You asked who is working on this. .. well the folks gathering at the Internet Identity Workshop have been working on the ideas underlying this for the last 12 years. http://www.internetidentityworkshop.com Our next one is in October. If you are coming all the way from India I can give you a free ticket.
Their is also the work being done at Rebooting the Web of Trust – http://www.weboftrust.info the next one is happening in Boston. The DID https://github.com/WebOfTrustInfo/rebooting-the-web-of-trust-spring2017/blob/master/topics-and-advance-readings/did-family-of-specifications.md work in particular is relevant to what you are talking about as is the work of the Distributed Identity Foundation http://www.identity.foundation
Great work Antony. Do you have a solution for people who are too poor to own a device for storing their identity wallet (this applies to about 1 billion people) ?
“1. Replicating all identity data to all parties breaks all kinds of regulations about keeping personal data onshore within a jurisdiction; only storing personal data that is relevant to the business; and only storing data that the customer has consented to.
2. The cybersecurity risk is increased. If one central data store is difficult enough to secure, now you’re replicating this data to multiple parties, each with their own cybersecurity practices and gaps. This makes it easier for an attacker to steal the data.”
Blockchain is a distributed leger but it does not mean that ledger data will be stored in nodes out of jurisdiction.
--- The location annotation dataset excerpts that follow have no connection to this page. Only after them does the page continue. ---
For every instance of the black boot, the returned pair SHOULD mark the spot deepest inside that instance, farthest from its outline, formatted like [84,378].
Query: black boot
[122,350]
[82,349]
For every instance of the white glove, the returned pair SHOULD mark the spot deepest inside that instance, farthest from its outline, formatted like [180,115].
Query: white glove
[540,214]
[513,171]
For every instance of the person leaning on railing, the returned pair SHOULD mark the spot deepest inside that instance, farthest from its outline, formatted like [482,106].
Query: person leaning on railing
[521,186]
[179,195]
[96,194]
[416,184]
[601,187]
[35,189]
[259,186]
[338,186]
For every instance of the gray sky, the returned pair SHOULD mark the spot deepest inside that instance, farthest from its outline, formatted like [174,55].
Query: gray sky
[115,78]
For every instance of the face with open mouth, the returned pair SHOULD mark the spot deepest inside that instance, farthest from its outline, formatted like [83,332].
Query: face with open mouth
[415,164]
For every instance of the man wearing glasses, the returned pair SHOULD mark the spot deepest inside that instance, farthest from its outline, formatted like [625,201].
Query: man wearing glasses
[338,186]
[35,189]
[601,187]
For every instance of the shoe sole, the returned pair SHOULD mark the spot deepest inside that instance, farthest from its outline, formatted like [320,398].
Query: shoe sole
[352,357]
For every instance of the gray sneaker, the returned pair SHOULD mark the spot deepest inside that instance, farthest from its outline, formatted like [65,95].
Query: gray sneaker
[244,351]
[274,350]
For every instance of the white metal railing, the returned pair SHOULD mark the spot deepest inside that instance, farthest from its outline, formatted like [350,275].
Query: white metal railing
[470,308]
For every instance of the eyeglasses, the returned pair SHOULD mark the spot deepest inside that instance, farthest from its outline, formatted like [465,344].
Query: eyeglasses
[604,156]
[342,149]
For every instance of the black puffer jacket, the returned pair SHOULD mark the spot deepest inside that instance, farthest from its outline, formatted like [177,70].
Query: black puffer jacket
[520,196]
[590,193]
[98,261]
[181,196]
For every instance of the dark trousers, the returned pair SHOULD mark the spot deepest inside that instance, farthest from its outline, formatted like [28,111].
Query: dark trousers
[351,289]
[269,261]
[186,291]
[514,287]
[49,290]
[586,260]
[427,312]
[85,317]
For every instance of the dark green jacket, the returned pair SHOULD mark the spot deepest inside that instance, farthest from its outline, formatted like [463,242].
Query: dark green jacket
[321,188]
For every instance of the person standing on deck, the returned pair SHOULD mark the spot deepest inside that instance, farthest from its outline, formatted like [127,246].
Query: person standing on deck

Also, if data in distributed nodes is a security flaw i don’t see how your **distributed** ledger would be safer
I’ve just re-read this excellent article.
But if, in principle, everyone can know my Public Key, and officials only see my Public Key, how do these officials know that any one quoting my Public Key and therefore claiming to be me and issuing requests/instructions to them, is really me?
On the other hand, if authorities can see my Private Key, what prevents any employee of that authority from misusing their knowledge of my Private Key?
If, as I assume is the case here, the Private Key and Public Key are dependent on each other, so that the Public Key somehow (how?!) cannot be “triggered”/released to another party without the Private Key (known only to me) being used, who “organises” that dependency, and what prevents the “organisers” from misusing their power?
At the end of describing and discussing any and every system of identification, you come back to the question: who is in charge of the system, who operates the system, and how do you prevent these individuals from misusing their knowledge? Most frauds are committed by insiders….
So who watches over? Thats always the question. Of course there need to be oversight, but the same system of anonmyisation could be used to manage that. In that way, noone is an insider.
This system can work. Makling it work is however a substantial political enterprise, this wonderful presentation makes it clear that it is no longer a technological challenge. It is politicial and I would suggest it is more important than climate, since only with the democratic freedom that this would give (and which we currently lack.imagine voting with your SSI) can we shift the inertia on climate.
But it has to be for all.
Are there any examples of non-blockchain solutions for SSI? It’s mentioned at the end of the article, but R3 Corda seems to be a blockchain company. With the carbon footprint, I don’t think blockchain is a viable solution for a global SSI network.